Claypool told Truthout that the data do not show the whole picture because Trump officials may have dropped corporate cases that the Obama administration planned to prosecute without notifying the public. It would be difficult for journalists and researchers to learn about them unless information was leaked from inside the agency.
“It’s very hard to prove a negative, and the cases that are dropped, we will never see,” Claypool said. “And there are cases that were started ages ago, and we are still waiting for them to be completed, and that might also provide us some signs of how this is going.”
Trump has long pledged to make life easier for big business and cut government “red tape,” and Claypool said the drop of enforcement actions against corporate violators is often the result of specific policies put in place by Trump officials implementing the administration’s deregulatory agenda.

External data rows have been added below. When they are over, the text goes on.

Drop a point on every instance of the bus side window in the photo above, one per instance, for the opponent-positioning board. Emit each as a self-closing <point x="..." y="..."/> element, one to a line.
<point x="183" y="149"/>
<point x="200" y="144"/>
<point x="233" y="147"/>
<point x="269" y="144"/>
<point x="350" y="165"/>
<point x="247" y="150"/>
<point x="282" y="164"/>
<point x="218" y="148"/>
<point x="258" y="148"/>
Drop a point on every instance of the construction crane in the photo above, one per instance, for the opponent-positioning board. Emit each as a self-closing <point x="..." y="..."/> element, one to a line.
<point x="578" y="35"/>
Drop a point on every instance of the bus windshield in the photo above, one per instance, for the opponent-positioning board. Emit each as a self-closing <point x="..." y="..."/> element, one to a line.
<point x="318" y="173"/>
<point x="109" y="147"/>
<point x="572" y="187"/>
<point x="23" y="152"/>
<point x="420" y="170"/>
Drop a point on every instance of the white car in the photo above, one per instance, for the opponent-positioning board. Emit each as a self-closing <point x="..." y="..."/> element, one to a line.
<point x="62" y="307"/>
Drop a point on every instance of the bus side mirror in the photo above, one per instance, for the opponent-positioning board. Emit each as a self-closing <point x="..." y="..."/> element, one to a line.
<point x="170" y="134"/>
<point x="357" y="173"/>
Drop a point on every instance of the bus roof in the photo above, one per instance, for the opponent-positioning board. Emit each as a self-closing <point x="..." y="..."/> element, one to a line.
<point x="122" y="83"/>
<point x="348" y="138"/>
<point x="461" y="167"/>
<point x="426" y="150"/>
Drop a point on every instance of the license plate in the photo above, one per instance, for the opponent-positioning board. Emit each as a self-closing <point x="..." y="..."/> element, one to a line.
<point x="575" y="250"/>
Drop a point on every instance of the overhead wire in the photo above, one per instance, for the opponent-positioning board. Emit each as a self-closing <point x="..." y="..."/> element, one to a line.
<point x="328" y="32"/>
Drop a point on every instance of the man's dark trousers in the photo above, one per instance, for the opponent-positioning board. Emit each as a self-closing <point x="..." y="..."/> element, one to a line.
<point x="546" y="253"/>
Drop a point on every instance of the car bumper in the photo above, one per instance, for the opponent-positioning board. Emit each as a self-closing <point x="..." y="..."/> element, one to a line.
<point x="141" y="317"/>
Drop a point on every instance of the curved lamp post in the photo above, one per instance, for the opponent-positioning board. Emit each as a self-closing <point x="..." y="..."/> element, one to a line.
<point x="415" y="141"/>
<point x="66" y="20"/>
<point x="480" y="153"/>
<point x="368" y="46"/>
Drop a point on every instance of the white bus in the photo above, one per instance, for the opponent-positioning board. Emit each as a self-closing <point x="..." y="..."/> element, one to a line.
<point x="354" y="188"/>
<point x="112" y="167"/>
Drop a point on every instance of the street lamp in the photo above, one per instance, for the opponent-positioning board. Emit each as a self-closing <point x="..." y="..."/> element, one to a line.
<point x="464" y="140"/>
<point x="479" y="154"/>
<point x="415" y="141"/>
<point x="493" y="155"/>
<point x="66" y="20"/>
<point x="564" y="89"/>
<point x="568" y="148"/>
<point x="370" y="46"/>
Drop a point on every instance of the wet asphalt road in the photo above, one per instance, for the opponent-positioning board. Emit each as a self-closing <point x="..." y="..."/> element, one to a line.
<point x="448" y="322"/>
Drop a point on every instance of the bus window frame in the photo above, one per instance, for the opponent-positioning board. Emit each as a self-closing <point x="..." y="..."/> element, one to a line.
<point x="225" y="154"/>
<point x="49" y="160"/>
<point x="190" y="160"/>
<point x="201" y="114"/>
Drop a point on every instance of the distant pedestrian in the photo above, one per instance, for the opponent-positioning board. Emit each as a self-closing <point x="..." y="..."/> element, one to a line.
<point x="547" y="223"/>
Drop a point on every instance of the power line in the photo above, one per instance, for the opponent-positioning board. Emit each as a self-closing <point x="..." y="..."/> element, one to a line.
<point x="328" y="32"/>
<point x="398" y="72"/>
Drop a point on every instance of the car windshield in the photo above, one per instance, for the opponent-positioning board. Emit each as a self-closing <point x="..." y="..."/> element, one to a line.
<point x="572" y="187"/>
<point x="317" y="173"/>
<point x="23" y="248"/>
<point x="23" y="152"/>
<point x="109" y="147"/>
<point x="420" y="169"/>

For example, Sessions issued a memo last June prohibiting settlement payments to third parties not directly involved in Justice Department litigation. The policy effectively canceled a planned $3 million payment the Obama administration had required Harley Davidson to make in support of American Lung Association programs after the company sold illegal parts that caused air pollution, according to the report.
At the Department of Education headed by Betsy Devos, policy changes led to the dismissal of hundreds of civil rights and disabilities cases. The department also blocked state attorneys general from enforcing state fair-lending laws against federal student loan providers, frustrating several attorneys general representing students who were ripped off by for-profit colleges.
Of course, Democrats and Republicans have different ideas about the role government should play in regulating corporations, and a drop in corporate enforcement could be expected after a Republican replaces a Democrat in the White House. The administration of George W. Bush had a somewhat mixed record: President Bush signed major corporate integrity legislation in 2002 that strengthened disclosure requirements for public companies and ramped up some white-collar criminal enforcement, all while aggressively rolling back environmental protections, civil rights enforcement and various regulations meant to protect the public.
However, the Trump administration is not your average Republican outfit. Trump has placed hardliners in key posts, particularly in the Justice Department and agencies like the EPA. While going easy on corporations, the administration has pursued policies that impact the most vulnerable among us. His push to roll back Medicaid and slash the social safety net punishes the poor and underpaid. When polluters are free to violate environmental laws, it’s often low-income neighborhoods and children of color who are harmed first. The ongoing immigration crackdown has struck fear into communities across the country.
All of this stands in stark contrast to the Trump administration’s attitude toward big business, which it has been happy to greet with leniency and second chances.